Šárka Kunzová among the winners for the best abstract

The American Heart Association (AHA) has awarded the best abstract award to a team including Šárka Kunzová, MD, PhD, researcher and physician from the Kardiovize team of the International Clinical Research Centre of St. Anne’s University Hospital in Brno. The Paul Dudley White International Scholar Award, as the full title of this prestigious award reads, was presented to the researchers at the AHA Scientific Sessions 2021 conference for their abstract, Validation of a Brief Dietary Questionnaire for Use in Clinical Practice: Mini-EAT™.

“Under the guidance of Professor Lopez, we set out to create a validated questionnaire for rapid nutrition assessment in clinical practice,” described Dr. Kunzová. Healthy nutrition is one of the pillars of treatment and prevention of cardiovascular disease. Currently, the gold standard for nutrition assessment at the Mayo Clinic is the so-called VioScreenᵀᴹ, a complex and time-consuming questionnaire that provides a detailed assessment of the extent to which a patient’s dietary habits meet professional recommendations.
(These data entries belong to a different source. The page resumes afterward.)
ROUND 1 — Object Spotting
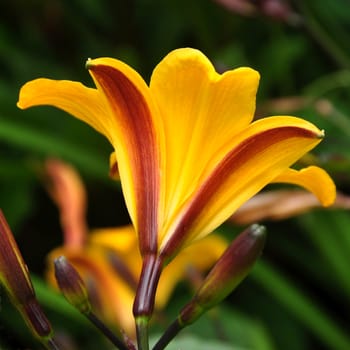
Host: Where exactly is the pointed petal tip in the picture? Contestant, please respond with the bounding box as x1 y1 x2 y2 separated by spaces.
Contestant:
249 224 266 238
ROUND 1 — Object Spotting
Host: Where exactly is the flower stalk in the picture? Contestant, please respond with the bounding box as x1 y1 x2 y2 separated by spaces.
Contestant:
0 210 57 349
153 224 266 350
54 256 133 350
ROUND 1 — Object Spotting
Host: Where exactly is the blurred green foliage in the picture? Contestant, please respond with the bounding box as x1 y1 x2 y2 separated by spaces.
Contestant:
0 0 350 350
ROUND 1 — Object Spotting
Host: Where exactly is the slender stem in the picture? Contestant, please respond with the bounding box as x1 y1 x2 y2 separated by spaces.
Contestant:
85 312 130 350
133 255 163 319
135 316 149 350
152 319 183 350
46 338 60 350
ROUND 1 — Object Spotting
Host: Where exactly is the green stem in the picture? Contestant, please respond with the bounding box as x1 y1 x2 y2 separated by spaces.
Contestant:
135 316 149 350
85 312 130 350
152 319 183 350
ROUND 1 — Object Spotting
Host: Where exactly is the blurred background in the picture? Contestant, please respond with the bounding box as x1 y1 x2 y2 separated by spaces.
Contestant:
0 0 350 350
A 19-item questionnaire was designed in collaboration with nutritional therapists and other colleagues. In a study with more than 600 participants, this questionnaire was then compared with the VioScreenᵀᴹ questionnaire. “Although it sounds simple, it was quite difficult to include all the major components of nutrition while formulating the questions in a way that was understandable to the respondent,” Dr. Kunzová said. As part of the validation study, the questionnaire was further reduced to maintain its good reporting value.

The questionnaire in its current form cannot be used globally and was designed for the US population to correspond with local dietary specifics, usual eating patterns and food supply. Healthy eating recommendations there are based on the Healthy Eating Index, which quantifies the extent to which an individual’s eating patterns are consistent with the recommendations. “In our country, we have defined general dietary recommendations, but there is no standardised questionnaire that can capture this,” Dr Kunzová said.

A manuscript of a peer-reviewed article detailing a validation study of the Mini-EAT™ questionnaire, a tool for rapid assessment of dietary habits that could help in routine outpatient settings, for example in patients with cardiovascular disease, to easily determine the extent to which consultation with a nutritional therapist is indicated, is currently being completed.